EATextUtil

Introduction

EATextUtil is a collection of string utilities that are of a higher-level nature than those found in the C runtime library or our EAString module. EASTL/string.h and EASTL/algorithm.h contain C++/STL variations of functions that are similar to the C runtime library functions, but which are generally more powerful and flexible than the C functions while usually being more efficient.

All functions in EATextUtil are present in char8_t versions and char16_t versions, and assume UTF8 and UCS2 Unicode encoding respectively. Recall that these encodings are backward-compatible with ASCII and so will work for most or all of the text that you give them.

Each of the functions comes in a version that doesn't allocate any memory but instead uses user-supplied memory in-place. In a few cases, there are String versions that will allocate memory if they need to increase the size of the user-supplied string.

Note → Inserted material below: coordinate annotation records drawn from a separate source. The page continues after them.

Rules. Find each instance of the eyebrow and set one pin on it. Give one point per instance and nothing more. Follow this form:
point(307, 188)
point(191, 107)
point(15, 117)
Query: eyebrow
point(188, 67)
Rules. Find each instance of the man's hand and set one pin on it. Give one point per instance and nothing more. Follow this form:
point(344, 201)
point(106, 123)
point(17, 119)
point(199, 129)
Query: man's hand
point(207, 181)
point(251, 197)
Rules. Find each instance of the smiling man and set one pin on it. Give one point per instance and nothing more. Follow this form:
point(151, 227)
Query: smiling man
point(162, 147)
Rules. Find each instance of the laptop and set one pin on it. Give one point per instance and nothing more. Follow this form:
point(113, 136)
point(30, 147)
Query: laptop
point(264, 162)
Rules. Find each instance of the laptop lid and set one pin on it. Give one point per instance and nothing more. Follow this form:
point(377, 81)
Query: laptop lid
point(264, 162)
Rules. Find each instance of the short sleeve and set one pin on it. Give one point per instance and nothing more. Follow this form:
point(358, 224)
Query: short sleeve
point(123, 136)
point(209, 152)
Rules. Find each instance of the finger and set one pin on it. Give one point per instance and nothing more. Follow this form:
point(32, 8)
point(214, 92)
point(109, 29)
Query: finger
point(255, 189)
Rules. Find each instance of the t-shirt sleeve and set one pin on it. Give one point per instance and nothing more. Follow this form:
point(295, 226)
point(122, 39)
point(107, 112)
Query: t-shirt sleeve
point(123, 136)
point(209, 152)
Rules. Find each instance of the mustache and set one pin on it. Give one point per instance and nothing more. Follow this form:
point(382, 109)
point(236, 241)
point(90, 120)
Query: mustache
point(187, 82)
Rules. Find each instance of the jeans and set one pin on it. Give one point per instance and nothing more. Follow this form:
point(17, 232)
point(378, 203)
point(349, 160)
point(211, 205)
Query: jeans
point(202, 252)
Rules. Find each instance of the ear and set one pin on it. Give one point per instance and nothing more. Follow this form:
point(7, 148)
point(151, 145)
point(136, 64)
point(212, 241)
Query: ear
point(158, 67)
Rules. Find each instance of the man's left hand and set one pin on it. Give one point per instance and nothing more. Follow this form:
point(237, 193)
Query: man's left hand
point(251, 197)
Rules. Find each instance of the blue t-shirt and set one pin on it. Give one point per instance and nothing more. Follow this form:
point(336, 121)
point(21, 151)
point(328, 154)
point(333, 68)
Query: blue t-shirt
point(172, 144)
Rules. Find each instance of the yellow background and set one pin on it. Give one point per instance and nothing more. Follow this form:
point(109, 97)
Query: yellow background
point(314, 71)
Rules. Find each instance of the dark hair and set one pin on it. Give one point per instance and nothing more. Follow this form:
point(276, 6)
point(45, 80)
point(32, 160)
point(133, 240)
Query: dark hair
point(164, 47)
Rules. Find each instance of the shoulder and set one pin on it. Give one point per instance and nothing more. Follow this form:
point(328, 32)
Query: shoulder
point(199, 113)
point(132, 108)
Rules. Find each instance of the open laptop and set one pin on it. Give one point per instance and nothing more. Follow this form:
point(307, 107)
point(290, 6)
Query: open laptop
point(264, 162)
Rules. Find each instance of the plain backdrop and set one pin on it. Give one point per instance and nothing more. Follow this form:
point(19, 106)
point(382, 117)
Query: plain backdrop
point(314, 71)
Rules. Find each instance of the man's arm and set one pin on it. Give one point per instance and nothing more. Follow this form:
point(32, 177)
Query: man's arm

Here's a brief summary of the functions currently found in EATextUtil. We use char_t in the declarations below to refer to both char8_t and char16_t; there are thus two versions of each function.

bool WildcardMatch(const char_t* pString, const char_t* pPattern, bool bCaseSensitive);
 
bool ParseDelimitedText(const char_t*  pText,  const char_t*  pTextEnd,  char_t cDelimiter, 
                        const char_t*& pToken, const char_t*& pTokenEnd, const char_t** ppNewText);
  
const char_t* GetTextLine(const char_t* pText, const char_t* pTextEnd, const char_t** ppNewText);
 
bool SplitTokenDelimited(const char_t* pSource, size_t nSourceLength, char_t cDelimiter, 
                         char_t* pToken, size_t nTokenLength, const char_t** ppNewSource = NULL);
bool SplitTokenSeparated(const char_t* pSource, size_t nSourceLength, char_t cDelimiter, 
                         char_t* pToken, size_t nTokenLength, const char_t** ppNewSource = NULL);

void ConvertBinaryDataToASCIIArray(const void* pBinaryData, size_t nBinaryDataLength, char_t* pASCIIArray);
bool ConvertASCIIArrayToBinaryData(const char_t* pASCIIArray, size_t nASCIIArrayLength, void* pBinaryData);
 
int BoyerMooreSearch(const char8_t* pPattern, int nPatternLength, const char8_t* pSearchString, int nSearchStringLength, 
                     int* pPatternBuffer1, int* pPatternBuffer2, int* pAlphabetBuffer, int nAlphabetBufferSize);

We will proceed to address each of the above functions.

WildcardMatch

bool WildcardMatch(const char16_t* pString, const char16_t* pPattern, bool bCaseSensitive);
bool WildcardMatch(const char8_t*  pString, const char8_t*  pPattern, bool bCaseSensitive);

These functions match source strings to wildcard patterns like those used in file specifications. '*' in the pattern means match zero or more consecutive source characters. '?' in the pattern means match exactly one source character. Multiple * and ? characters may be used. Two consecutive * characters are treated as if they were one. Here are some examples:

Source Pattern Result
abcde *e true
abcde *f false
abcde ???de true
abcde ????g false
abcde *c?? true
abcde *e?? false
abcde *???? true
abcde bcdef false
abcde *????? true

Example usage:

bool result = WildcardMatch("Hello world", "hello*", false);       // result becomes true
bool result = WildcardMatch("Hello world", "hello?", false);       // result becomes false
bool result = WildcardMatch("Hello world", "Hello??orld", true);   // result becomes true
bool result = WildcardMatch("Hello world", "*Hello*world*", true); // result becomes true

ParseDelimitedText (iterative version)

bool ParseDelimitedText(const char16_t* pText, const char16_t* pTextEnd, char16_t cDelimiter, 
                        const char16_t*& pToken, const char16_t*& pTokenEnd, const char16_t** ppNewText);

bool ParseDelimitedText(const char8_t* pText, const char8_t* pTextEnd, char8_t cDelimiter, 
                        const char8_t*& pToken, const char8_t*& pTokenEnd, const char8_t** ppNewText);

Given a line of text (e.g. like this:)

342.5, "This is a string", test, "This is a string, with a comma"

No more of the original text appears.